Charles-Maurice de Talleyrand (1754 - 1838)
ESPRESSO MACHINE / PORTAFILTER COFFEE MACHINE
THE PERFECT CREMA
‘Crema’ is important as it is the essence of good espresso. Crema consists of caramelized coffee sugars and coffee proteins. It will be formed only when you brew your coffee at the right pressure and right temperature using good quality beans. There will be a fair amount of trial & error in your quest for the perfect espresso. Our advice is to not be afraid to change things up – you may need to vary your beans, the way you grind & the pressure you apply when tamping. Only practice will make perfect.
THE RIGHT GRIND
The goal is to not to allow the water to pass through too quickly, but at the same time, not make the grind so fine that your machine won’t be able to force the water through without straining. Two ways of achieving this. The Fineness of the bean grind or the tamping of the beans in the filter
The flow of the coffee when being extracted should be steady and even, from both apertures in the filter. If the beans are ground too coarsely, the flow will be too fast, ergo, zero crema. Likewise too finely ground & the flow will be too slow or very little flow causing the pump to strain. Adjust your grinder setting until you achieve the correct flow and perfect crema production.
Our recommendation: 25 seconds of extraction time, 9 gram of grounded coffee for an espresso, 19 gram for an espresso doppio. With a extracted coffee weight of 22-25ml for a single shot.
TAMPING AND EXTRACTION
This is the process of pressing down on the ground coffee in the filter. This action is done with a tool called a ‘tamper’. The tamper should fit snuggly into the filter. You must ‘tamp’ with even pressure (approx. 30kg). The aim is to achieve an even and consistent flow of the water through the coffee. If the coffee is pressed unevenly, the water will find its way through gaps in the coffee, resulting in a fast flow & without good extraction.
The temperature of the water has to be hot enough to caramelize the sugars in the coffee to produce the crema. The optimal temperature range is around 89 to 96 degrees Celsius. For effective brewing, you will need pressure of at least 9-10 bars to get a good crema.
You will need a stainless-steel jug. The jug needs to be large enough to accommodate the expansion of the milk as you steam it. To get the best result use full fat milk straight from the fridge. We recommend 3.5% fat.
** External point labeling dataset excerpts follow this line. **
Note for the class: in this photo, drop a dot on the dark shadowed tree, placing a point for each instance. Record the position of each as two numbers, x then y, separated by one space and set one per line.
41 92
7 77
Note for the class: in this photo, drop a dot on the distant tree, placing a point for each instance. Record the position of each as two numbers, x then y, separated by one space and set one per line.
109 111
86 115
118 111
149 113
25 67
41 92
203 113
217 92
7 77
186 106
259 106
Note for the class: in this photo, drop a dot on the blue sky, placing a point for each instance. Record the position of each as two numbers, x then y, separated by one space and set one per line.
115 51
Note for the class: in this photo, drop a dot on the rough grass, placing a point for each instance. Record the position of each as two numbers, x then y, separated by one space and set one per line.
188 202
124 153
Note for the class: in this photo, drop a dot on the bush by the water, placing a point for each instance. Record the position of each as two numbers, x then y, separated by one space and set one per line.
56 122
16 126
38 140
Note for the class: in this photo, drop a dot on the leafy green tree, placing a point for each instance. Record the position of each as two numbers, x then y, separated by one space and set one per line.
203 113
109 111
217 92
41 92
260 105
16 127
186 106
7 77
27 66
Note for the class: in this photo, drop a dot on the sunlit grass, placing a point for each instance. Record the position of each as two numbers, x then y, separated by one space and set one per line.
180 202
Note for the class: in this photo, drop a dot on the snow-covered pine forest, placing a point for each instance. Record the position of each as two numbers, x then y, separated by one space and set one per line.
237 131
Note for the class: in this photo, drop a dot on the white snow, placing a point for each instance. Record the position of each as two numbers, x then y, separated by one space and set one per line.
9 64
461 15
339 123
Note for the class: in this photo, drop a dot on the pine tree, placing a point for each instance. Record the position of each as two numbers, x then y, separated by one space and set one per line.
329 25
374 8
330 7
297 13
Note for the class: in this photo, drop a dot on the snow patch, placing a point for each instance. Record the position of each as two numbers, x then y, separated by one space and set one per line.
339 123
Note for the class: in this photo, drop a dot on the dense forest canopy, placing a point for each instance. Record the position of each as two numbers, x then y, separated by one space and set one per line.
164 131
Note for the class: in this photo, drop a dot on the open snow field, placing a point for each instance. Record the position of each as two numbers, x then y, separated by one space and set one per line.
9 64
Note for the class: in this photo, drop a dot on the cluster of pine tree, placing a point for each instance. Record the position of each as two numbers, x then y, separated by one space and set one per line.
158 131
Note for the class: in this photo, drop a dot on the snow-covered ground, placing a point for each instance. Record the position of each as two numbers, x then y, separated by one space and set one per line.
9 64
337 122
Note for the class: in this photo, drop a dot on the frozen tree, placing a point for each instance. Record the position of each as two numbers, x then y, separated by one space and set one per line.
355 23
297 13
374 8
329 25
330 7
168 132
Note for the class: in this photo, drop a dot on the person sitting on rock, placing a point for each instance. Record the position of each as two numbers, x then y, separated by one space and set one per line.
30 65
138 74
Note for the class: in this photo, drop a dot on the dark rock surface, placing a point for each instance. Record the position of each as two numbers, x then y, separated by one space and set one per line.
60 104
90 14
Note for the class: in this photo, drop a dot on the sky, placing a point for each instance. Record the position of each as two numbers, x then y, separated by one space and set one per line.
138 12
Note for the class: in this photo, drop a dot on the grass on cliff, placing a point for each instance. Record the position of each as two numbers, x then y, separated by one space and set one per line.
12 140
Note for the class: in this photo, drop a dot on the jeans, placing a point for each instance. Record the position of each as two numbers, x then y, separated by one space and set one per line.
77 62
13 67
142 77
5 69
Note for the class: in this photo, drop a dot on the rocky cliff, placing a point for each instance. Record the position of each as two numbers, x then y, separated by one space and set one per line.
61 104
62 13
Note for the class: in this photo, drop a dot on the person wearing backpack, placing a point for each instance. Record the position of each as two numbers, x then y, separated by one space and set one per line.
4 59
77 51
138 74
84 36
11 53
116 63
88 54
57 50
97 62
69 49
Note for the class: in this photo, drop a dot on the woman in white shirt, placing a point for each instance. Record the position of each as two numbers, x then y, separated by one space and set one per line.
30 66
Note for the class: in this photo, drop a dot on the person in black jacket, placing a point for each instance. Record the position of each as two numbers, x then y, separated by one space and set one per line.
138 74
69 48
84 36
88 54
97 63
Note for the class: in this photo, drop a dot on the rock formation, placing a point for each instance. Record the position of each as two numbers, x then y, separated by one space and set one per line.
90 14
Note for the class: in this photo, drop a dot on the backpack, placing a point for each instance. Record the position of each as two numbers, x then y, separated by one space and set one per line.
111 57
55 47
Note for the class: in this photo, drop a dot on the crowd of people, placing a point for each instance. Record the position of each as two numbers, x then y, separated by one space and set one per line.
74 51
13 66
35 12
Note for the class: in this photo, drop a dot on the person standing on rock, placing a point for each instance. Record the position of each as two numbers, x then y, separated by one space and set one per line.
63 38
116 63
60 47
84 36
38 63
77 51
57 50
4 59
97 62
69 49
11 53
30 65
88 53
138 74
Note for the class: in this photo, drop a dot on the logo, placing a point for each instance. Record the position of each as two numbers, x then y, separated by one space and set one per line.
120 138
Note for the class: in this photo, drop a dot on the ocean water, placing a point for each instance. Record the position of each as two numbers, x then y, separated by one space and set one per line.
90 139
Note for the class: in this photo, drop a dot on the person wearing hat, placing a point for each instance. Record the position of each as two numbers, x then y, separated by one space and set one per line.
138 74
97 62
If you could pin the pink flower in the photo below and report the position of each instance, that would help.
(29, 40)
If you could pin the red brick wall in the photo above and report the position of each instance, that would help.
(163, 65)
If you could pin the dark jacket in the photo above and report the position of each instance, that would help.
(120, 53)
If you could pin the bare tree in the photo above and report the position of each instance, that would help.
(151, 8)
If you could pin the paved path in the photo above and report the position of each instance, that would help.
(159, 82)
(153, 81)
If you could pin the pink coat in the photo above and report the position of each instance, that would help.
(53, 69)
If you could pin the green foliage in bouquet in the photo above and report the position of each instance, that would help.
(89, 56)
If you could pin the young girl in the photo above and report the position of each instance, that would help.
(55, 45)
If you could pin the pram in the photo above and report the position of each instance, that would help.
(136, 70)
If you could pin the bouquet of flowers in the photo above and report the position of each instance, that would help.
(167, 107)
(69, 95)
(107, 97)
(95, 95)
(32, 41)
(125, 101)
The idea in steaming the milk is to “volumize” it, this is done through adding tiny air bubbles to the milk, called “microbubbles”. Place the tip of the steam wand from your espresso machine just a little below the surface of the milk – approx. 1cm. The absolute aim is to suck air into the milk by forming a whirlpool near the top. It is important that you do not have the tip of the steam wand above, or to close to the surface of the milk, causing steam to blow air into the milk.
Its all about technic.
Tilt the jug slightly so the air being sucked into the milk is hitting the side of the jug near the bottom. At this point the milk should rotate allowing even heat distribution & contact with the steam as it circulates around the jug.
By the time the milk has come to the correct temperature 65-70 degrees it should be volumized with tiny micro-bubbles to the extent that it has almost doubled in volume. If however there are a few large bubbles resting at the top of the milk, simply remove them by banging the jug a couple of times on the bench top to dissipate.
The technic of latte art is very complex. First you should start by gently pouring a thin stream of milk into the cup, forcing the espresso to mix fully with the milk. Secondly change the angle of the cup in your hand and pour foam on top of the mixture of coffee and milk.